А внутри – и тепло, и в залах – уже света доподлинно на народный праздник. И так необъятны были внутренние помещения дворца, что и все эти волны прорвавшихся вместе с допущенными растекались, дробились, поглощались, и хотя во дворце становилось людно, а никак не толпяно. Но в два часа была утеряна вся чинность и парадность дворца, как могли оценить только члены Думы.

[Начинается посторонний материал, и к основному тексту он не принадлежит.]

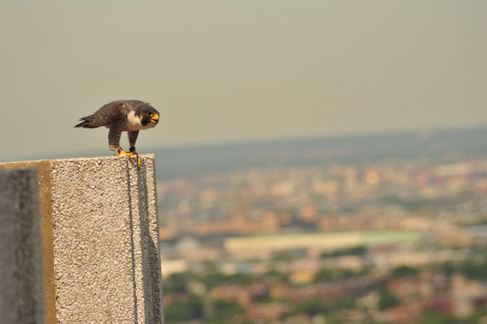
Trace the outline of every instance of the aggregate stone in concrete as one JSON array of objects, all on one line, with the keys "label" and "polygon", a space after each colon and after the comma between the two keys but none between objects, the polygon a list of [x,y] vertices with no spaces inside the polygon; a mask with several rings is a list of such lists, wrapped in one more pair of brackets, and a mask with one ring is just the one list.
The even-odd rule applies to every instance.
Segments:
[{"label": "aggregate stone in concrete", "polygon": [[46,324],[164,322],[154,156],[140,157],[0,164],[38,171]]},{"label": "aggregate stone in concrete", "polygon": [[58,323],[162,323],[153,155],[52,160]]},{"label": "aggregate stone in concrete", "polygon": [[0,170],[0,323],[44,323],[37,173]]}]

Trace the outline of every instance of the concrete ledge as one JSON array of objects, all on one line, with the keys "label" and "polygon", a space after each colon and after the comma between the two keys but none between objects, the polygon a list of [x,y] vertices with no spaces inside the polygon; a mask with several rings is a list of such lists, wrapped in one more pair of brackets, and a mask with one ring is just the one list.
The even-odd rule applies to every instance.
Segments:
[{"label": "concrete ledge", "polygon": [[140,156],[140,170],[125,157],[0,164],[39,168],[48,200],[46,323],[163,323],[154,157]]},{"label": "concrete ledge", "polygon": [[44,323],[37,173],[0,170],[0,323]]}]

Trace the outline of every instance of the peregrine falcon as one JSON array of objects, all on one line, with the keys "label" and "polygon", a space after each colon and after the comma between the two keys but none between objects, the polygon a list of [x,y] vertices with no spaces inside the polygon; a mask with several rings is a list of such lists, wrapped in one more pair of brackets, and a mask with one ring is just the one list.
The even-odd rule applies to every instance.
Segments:
[{"label": "peregrine falcon", "polygon": [[[96,128],[104,126],[108,132],[108,146],[111,151],[117,150],[116,156],[137,158],[140,167],[140,158],[135,152],[135,142],[141,129],[151,128],[159,122],[159,112],[150,104],[140,100],[117,100],[106,104],[94,114],[80,118],[83,122],[75,127]],[[122,132],[128,133],[128,153],[120,147]]]}]

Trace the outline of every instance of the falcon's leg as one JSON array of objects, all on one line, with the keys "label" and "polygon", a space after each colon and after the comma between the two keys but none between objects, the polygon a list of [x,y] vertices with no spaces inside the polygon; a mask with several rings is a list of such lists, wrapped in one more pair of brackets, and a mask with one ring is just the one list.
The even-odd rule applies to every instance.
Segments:
[{"label": "falcon's leg", "polygon": [[122,150],[121,147],[119,147],[118,153],[115,154],[115,156],[127,156],[131,159],[135,156],[137,158],[137,166],[140,169],[140,165],[142,164],[140,157],[139,157],[139,155],[135,152],[135,148],[133,146],[130,148],[128,153]]},{"label": "falcon's leg", "polygon": [[139,155],[135,152],[135,146],[134,146],[135,144],[135,141],[137,140],[137,136],[139,135],[139,131],[134,131],[134,132],[131,132],[128,131],[128,142],[131,145],[131,148],[128,150],[128,152],[124,151],[121,147],[120,147],[120,135],[122,134],[122,132],[115,132],[112,131],[112,128],[110,129],[110,132],[108,133],[108,142],[110,144],[110,149],[112,149],[112,145],[115,146],[115,141],[116,141],[116,147],[118,148],[118,153],[115,154],[115,156],[128,156],[130,158],[132,158],[133,157],[135,157],[137,158],[137,166],[138,166],[139,169],[140,169],[140,165],[141,165],[141,161],[140,161],[140,158],[139,157]]},{"label": "falcon's leg", "polygon": [[139,155],[135,151],[135,142],[137,142],[137,137],[139,136],[139,131],[128,131],[128,144],[130,144],[130,148],[128,149],[129,154],[133,154],[137,157],[137,165],[140,168],[140,158]]}]

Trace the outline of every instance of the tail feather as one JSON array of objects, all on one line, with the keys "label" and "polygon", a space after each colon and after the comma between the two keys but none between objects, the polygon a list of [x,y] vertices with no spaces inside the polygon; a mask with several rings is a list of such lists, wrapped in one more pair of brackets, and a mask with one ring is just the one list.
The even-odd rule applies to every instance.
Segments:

Почти они одни только и были без верхней одежды, сдав её ещё утром, как всегда, швейцарам. Так и ходили в сюртуках, сверкающих манишках, среди посторонних набравшихся – шубяных, пальтовых, шинельных, бушлатных, картузных, папашных. Да членов Думы уже и недосчитывалось многих, и оставшиеся тончали до затерянной примеси уже не привычных хозяев этого дворца, прекрасности и простора которого они не ценили прежде. И не показывались лидеры, чтобы властно распорядиться. И поисчезали служители Думы и приставы. Во дворце не стало никакого хозяина.
А ворвавшиеся – чаще не знали, что делать дальше: бродили в сапогах (оставляя снег и грязь на паркете, так что и поскользнёшься) и рассматривали залы. Праздные солдаты собирались ещё робкими кучками, негромко толковали. Но потом смелели, глядя на снующих, торопящихся образованных господ и студентов, начинали и сами сновать-рыскать, в конце одного коридора обнаружили буфет – и стали там потчеваться, не спросясь и не платя. Дознались новые солдаты – и буфет опустел вмиг, рестораторы не смели им препятствовать.
Екатерининский зал был с иную городскую площадь, и одни группы никак не мешали другим. Кто сновал по делу с важностью, кто изнывал от неопределённости, кто ждал чего-то терпеливо, нетерпеливо. А молодёжь собиралась своими кучками. Кто-то взлез на стул и начал малый митинг.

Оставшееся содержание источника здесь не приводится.